Die Serenade in F-Dur des hierzulande wenig bekannten schwedischen Komponisten Wilhelm Stenhammar stellt sein Landsmann am Pult des Philharmonischen Orchesters Altenburg-Gera, Eric Solén, an den Anfang des Konzertprogrammes an diesem Freitag vorm Pfingstfest. Nun ist das so eine Sache, wenn ein spätromantischer Komponist mit dem Begriff "Serenade" operiert, und Stenhammar ließ zudem noch die Variante zu, daß nicht alle der fünf Sätze gespielt werden müssen. Aber irgendwie ist die volle Form trotzdem rund, wenngleich auf etwas eigentümliche Weise. Solén läßt das Orchester in der Overtura erstmal klingen wie eine Herde wuselnder Lemminge, bevor er eine ausgedehnte weite und karge nordische Hochebenenlandschaft malt. In der Folge kombiniert Stenhammar diese Elemente und weist besonders der Konzertmeisterin auffällige Passagen zu - diesen Posten bekleidet als Gast übrigens Ursula Dehler aus Weimar. Die Canzonetta kombiniert eine epische Holzmelodie mit einigen unruhigen Streichern, bevor eine soloviolinendominierte Passage beinahe in Disney-Gefilde abdriftet, so viel Zuckerguß liegt da drüber. Die volkstümlichen Elemente im Scherzo konterkariert der Komponist immer wieder mit eigenwilligen Rhythmusfiguren, bevor die Schlagzeugbestückung dann doch Partystimmung ohne Ironie erzeugt - aber nicht für lange, denn der Zusammenbruch ist nahe, und Dehler läutet eine große Düsternis ein. Die dauert nach einigen Zwischenelementen das ganze Notturno, in dem alle möglichen Grautöne kombiniert werden und das mit hochspannenden Tiefstreichern ausklingt. Das Finale faßt verschiedene Stimmungselemente zusammen, vom unterschwelligen Gewitterklima bis zum großen Pathos, aber selbst die gekonnte Linie, mit der Solén diese Elemente aneinanderkettet, und die flotte Schlußwendung verhindern nicht, daß der Applaus des Publikums irgendwie etwas ratlos anmutet - man kann nicht so richtig einschätzen, was man da eben gehört hat.
Diese Einschätzung fällt beim zweiten Werk leichter: Sergej Prokofjews 2. Violinkonzert op. 63 steht auf dem Programm. Als Solistin hat man Albena Danailova verpflichten können - die Bulgarin ist die erste Frau auf dem Konzertmeisterposten an der Wiener Staatsoper.
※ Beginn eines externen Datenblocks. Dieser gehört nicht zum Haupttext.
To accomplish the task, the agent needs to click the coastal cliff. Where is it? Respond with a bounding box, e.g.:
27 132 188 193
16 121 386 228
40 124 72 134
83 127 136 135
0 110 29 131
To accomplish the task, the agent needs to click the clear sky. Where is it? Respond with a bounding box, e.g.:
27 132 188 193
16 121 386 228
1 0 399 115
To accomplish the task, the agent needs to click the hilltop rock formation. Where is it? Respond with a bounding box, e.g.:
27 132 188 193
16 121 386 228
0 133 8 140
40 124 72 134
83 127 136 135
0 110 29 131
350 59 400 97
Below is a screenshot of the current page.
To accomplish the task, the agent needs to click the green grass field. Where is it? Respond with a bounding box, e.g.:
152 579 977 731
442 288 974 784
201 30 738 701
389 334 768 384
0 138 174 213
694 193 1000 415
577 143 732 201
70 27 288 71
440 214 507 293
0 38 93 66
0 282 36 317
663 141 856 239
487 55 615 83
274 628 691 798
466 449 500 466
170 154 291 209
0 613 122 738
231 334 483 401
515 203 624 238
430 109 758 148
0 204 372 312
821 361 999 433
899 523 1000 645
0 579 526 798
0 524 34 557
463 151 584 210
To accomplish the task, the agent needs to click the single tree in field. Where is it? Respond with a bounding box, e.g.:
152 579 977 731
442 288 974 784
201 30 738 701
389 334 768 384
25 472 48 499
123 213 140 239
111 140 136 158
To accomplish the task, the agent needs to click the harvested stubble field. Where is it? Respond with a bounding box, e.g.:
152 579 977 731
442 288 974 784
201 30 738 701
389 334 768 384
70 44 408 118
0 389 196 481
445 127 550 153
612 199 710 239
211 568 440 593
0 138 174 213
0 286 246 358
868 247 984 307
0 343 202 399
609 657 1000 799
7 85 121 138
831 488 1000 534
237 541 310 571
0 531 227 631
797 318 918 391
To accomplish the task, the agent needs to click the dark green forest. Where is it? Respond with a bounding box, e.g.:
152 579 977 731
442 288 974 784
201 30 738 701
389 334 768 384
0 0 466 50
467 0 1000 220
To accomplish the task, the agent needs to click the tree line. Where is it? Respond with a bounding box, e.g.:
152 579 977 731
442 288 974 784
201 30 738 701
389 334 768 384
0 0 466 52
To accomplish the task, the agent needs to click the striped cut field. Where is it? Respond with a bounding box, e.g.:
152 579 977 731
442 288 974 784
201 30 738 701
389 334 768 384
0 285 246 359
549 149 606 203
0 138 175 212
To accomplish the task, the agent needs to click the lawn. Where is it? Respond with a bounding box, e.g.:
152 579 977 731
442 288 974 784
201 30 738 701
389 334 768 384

Auffällig ist vor allem ihr sehr düster-voller Violinsound, und die slawische Affinität (auch wenn Prokofjew das Werk abseits der russischen Heimat schrieb) kann man auch kaum überhören. Nur hilft das der Gesamtdarbietung leider wenig: Im Allegro moderato wirken vor allem die schnellen Passagen, und von denen gibt es viele, eher unkoordiniert, was sich erst im Verlauf des Satzes etwas legen soll. Mit seiner Tempowechselhäufung macht des der Komponist den Musikern allerdings auch nicht leicht, und Solén schafft es hier auch nicht, eine große Linie ins Hin und Her zu bekommen. Das gelingt ihm erst im Andante assai: Ein paar ironische Einwürfe vor allem aus dem Holz brechen den melancholischen Ernst, ohne die Stimmung zu zerstören, das Blech setzt ein paar Zäsuren, und eine Scheinwelt baut sich auf, aus der die auslaufende große Epik im Satzende wieder herausführt. Das abschließende Allegro ben marcato kommt schwer in Schwung, den inszenierten Tanz kann man an diesem Abend allenfalls als "bodenständig" deuten, wenn man eine positive Deutung hervorbringen will - viel bleibt hier Fragment, und Solén kann wenig mehr tun, als eine Ergebnisverwaltung vorzunehmen. Der Schluß ist kurz und wild und mündet in ein Nichts, aus dem das geschmackssichere Publikum einen eher müden Applaus evoziert, der mit Mühe für zwei Vorhänge reicht und ergo keine Zugabe erklatschen möchte.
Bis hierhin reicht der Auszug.